The operational brief was deceptively simple: manage the lifecycle of 15,000 single-purpose Android devices deployed globally in logistics hubs. The reality was a recurring nightmare of failed over-the-air (OTA) updates. A faulty system component update could soft-brick hundreds of devices in a remote warehouse, triggering expensive manual interventions—what the team grimly called “truck rolls.” Our previous “big bang” deployment strategy, pushing updates to all devices simultaneously, was a high-stakes gamble we kept losing. We needed a system that treated our Android fleet not like consumer phones, but like servers in a datacenter: managed, monitored, and updated with surgical precision.

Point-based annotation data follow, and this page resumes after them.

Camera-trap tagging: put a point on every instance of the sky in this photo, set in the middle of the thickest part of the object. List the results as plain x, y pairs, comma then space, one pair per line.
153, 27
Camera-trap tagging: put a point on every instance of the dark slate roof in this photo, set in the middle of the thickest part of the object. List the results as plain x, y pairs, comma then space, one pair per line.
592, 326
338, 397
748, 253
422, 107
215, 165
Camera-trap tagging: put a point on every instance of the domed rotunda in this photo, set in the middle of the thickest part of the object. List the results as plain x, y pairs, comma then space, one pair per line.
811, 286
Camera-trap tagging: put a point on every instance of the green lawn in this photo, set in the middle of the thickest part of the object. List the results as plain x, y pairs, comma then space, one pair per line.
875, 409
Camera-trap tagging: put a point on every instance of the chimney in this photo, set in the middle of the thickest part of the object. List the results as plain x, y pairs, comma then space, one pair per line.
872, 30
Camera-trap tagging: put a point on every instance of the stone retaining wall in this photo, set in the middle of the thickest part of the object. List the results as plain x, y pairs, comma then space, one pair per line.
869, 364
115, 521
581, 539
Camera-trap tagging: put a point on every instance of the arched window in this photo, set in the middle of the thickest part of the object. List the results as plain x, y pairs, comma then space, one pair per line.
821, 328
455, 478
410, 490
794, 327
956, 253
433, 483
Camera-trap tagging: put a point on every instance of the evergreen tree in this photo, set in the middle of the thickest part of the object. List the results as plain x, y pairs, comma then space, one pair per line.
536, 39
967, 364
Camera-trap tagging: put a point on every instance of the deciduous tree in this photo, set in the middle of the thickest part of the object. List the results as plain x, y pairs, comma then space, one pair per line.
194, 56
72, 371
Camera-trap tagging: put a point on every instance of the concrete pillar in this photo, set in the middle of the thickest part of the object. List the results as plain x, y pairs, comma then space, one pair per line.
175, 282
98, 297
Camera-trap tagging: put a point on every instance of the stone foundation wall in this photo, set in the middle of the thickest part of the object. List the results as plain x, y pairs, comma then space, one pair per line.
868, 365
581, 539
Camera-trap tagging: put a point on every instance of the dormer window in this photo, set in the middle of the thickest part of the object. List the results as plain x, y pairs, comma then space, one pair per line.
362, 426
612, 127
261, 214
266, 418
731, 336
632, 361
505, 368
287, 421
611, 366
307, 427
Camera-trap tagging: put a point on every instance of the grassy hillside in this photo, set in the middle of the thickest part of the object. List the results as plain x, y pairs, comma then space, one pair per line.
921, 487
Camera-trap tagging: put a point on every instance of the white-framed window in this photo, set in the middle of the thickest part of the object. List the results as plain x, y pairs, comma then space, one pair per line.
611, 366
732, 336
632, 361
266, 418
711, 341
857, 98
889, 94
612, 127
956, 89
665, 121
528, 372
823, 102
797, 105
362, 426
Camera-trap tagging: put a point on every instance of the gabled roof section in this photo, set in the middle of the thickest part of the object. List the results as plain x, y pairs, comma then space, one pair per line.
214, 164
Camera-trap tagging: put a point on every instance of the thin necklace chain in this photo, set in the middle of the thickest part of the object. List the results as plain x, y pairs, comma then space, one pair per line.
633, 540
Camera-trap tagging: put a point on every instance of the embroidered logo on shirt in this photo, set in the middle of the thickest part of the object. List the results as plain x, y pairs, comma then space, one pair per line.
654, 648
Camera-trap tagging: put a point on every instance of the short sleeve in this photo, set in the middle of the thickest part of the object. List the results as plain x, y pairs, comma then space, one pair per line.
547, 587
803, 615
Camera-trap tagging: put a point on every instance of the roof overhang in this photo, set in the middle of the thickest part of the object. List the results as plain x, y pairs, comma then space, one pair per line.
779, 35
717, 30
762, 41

Our initial attempt to solve this involved building a bespoke management solution, which quickly devolved into a mess of shell scripts and fragile state management. The core problem was idempotency and state convergence. We were reinventing configuration management, poorly. This is where the first unorthodox decision was made: treat the Android devices as Puppet nodes. This was met with skepticism. Puppet is for servers, not Android tablets. But the principles are the same. We needed to define a target state—a specific set of system properties, installed packages, and configuration files—and have an agent enforce it.
The first hurdle was getting a Puppet agent running on Android. A full-blown Ruby-based agent was a non-starter due to resource constraints. Instead, we built a lightweight, native Android service in Kotlin that acted as a client for a Puppet master. It fetched a compiled catalog (in JSON format) and used Android’s own tools (pm
, am
, settings
, setprop
) to apply the desired state. This wasn’t a true Puppet agent, but it implemented the core resource application logic.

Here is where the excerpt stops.